Arif kebingungan. Ia ingin bertanya lebih lanjut, tapi Mbak Sari sudah menunduk lagi, mengaduk panci, seolah tak mau membahas.

 

CUT TO

 

26. EXT. DEPAN RUMAH KAKEK – PAGI

PEMAIN : ARIF, TETANGG 1, TETANGGA 2

Arif keluar ke halaman. Beberapa tetangga desa lewat, meliriknya dengan tatapan aneh, penuh bisik-bisik.

 

Tetangga 1
(berbisik ke Tetangga 2)
Itu cucunya Pak Darmo…

 

Tetangga 2
(khawatir)
Kasihan… pasti nggak tahu semua rahasia kakeknya.

 

Arif mendengar samar, wajahnya semakin bingung. Ia mencoba menyapa, tapi para tetangga buru-buru pergi, menghindar.

 

CUT TO


27. EXT. KEBUN BELAKANG – SIANG

PEMAIN : ARIF

Arif berjalan ke kebun belakang rumah. Pohon-pohon jati tua menjulang, suasana lembap dan sepi. Ia menemukan bekas galian tanah yang ditutup seadanya.

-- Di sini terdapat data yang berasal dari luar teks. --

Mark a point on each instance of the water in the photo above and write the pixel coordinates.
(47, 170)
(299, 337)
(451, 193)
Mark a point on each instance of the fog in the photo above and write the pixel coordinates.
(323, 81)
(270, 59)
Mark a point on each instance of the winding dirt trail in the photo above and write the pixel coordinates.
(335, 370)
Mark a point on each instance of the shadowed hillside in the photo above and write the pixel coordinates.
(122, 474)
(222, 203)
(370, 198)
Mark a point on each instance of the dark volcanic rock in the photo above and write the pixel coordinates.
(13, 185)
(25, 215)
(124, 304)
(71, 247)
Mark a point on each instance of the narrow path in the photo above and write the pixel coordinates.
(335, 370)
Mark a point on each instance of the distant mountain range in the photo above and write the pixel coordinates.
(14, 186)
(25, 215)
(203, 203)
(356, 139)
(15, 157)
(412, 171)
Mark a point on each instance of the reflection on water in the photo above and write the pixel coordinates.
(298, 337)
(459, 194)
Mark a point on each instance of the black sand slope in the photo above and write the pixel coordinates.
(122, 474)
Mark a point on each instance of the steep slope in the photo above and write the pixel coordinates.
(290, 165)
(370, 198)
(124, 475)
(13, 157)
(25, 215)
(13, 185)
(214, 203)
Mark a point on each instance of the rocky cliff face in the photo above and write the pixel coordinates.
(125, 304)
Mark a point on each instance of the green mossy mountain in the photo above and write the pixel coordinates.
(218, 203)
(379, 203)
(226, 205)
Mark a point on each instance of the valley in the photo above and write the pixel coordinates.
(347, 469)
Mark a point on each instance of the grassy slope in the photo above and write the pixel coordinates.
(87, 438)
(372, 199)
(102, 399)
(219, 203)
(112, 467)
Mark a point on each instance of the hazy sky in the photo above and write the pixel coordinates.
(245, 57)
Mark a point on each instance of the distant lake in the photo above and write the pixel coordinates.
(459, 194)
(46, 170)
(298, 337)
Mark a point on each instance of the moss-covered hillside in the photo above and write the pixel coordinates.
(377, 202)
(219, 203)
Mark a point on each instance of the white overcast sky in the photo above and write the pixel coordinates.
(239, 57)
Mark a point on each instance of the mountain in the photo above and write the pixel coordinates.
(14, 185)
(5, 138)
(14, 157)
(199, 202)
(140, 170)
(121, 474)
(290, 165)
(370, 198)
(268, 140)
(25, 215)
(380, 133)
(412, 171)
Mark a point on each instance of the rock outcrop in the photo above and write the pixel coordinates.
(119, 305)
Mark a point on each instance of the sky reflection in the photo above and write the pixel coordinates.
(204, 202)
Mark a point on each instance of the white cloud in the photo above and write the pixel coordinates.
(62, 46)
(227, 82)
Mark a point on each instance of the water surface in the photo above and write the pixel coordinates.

Seperti kuburan, tapi tidak rapi.

 

Saat Arif jongkok, memperhatikan tanah itu, terdengar suara berbisik lirih dari dalam tanah.

 

SUARA LIRIH
Arif… Arif… pulanglah…

 

Arif terkejut, mundur tersandung akar pohon. Nafasnya memburu. Ia menoleh ke arah lain… sekelebat bayangan hitam melintas di antara pepohonan.

 

CUT TO

28. EXT. DESA PAK DARMO – SIANG

PEMAIN ; ARIF, IBU TUA

Matahari terik menyinari desa. Angin berhembus pelan, namun suasana terasa aneh—sepi, nyaris tak ada suara ayam atau anak-anak bermain.

 

ARIF berjalan di jalan tanah desa. Matanya meneliti sekeliling. Banyak rumah yang pintunya tertutup rapat, seolah penghuni enggan keluar meski siang hari.

 

Dari kejauhan, tampak seorang IBU TUA duduk di bale bambu. Ia menenun tikar, namun gerakannya sangat lambat, seperti terpaksa. Saat ARIF lewat, sang ibu mendadak berhenti, menatapnya tanpa senyum.

 

ARIF
(berhenti, gugup)
Siang, Bu…

 

IBU TUA itu hanya menggerakkan bibirnya, seperti berbisik sesuatu. ARIF tidak bisa mendengar jelas, tapi ia merasa namanya disebut.


CUT TO –

 

29. EXT.HALAMAN RUMAH PAK DARMO.

ARIF masuk ke halaman rumah yang teduh oleh pohon jati besar. Ia menemukan KYAI MAWARDI sedang duduk membaca kitab di teras.

 

ARIF
(berusaha santai)
Kyai, kenapa desa ini sepi sekali ya? Orang-orang seperti takut keluar rumah.

 

KYAI MAWARDI
(hening sejenak, menutup kitab)
Mereka bukan takut pada siang, Nak… mereka takut pada bayangan malam yang masih menempel di sini.

ARIF mengerutkan dahi, belum mengerti.

 

Tiba-tiba, terdengar suara kentongan dipukul tiga kali dari kejauhan. Suara itu tidak biasa, karena biasanya kentongan dibunyikan malam hari.

 

KYAI MAWARDI berdiri cepat.

 

KYAI SAMSUDIN
(kepada Arif)
Ikut saya. Jangan tertinggal.

 

CUT TO –

 

30. EXT.PEKARANGAN BELAKANG DESA.

PEMAIN ; ARIF, KYAI SAMSUDIN, WARGA

Beberapa warga berkumpul. Di tengah tanah lapang, tampak seekor kambing putih tergeletak mati, tanpa luka, tapi matanya terbuka lebar seolah ketakutan sebelum mati.

Warga berbisik-bisik, wajah mereka pucat. Seorang bapak paruh baya berkata lirih pada KYAI MAWARDI:

 

WARGA
Ini yang ketiga, Kyai… sejak semalam. Semua mati begitu saja.

 

KYAI MAWARDI mengangguk, menatap ke arah ARIF yang ikut menyaksikan.

 

KYAI MAWARDI
(suara rendah, hampir seperti menegur)
Arif… kau harus lebih kuat. Ini baru permulaan.

 

ARIF menelan ludah. Siang yang terang pun terasa seperti dibungkus kabut tipis, dingin, menyesakkan dada.

KAMERA menyorot wajah ARIF yang semakin tegang,

 

CUT TO


Anda harus login atau daftar untuk mengirimkan komentar
Komentar (0)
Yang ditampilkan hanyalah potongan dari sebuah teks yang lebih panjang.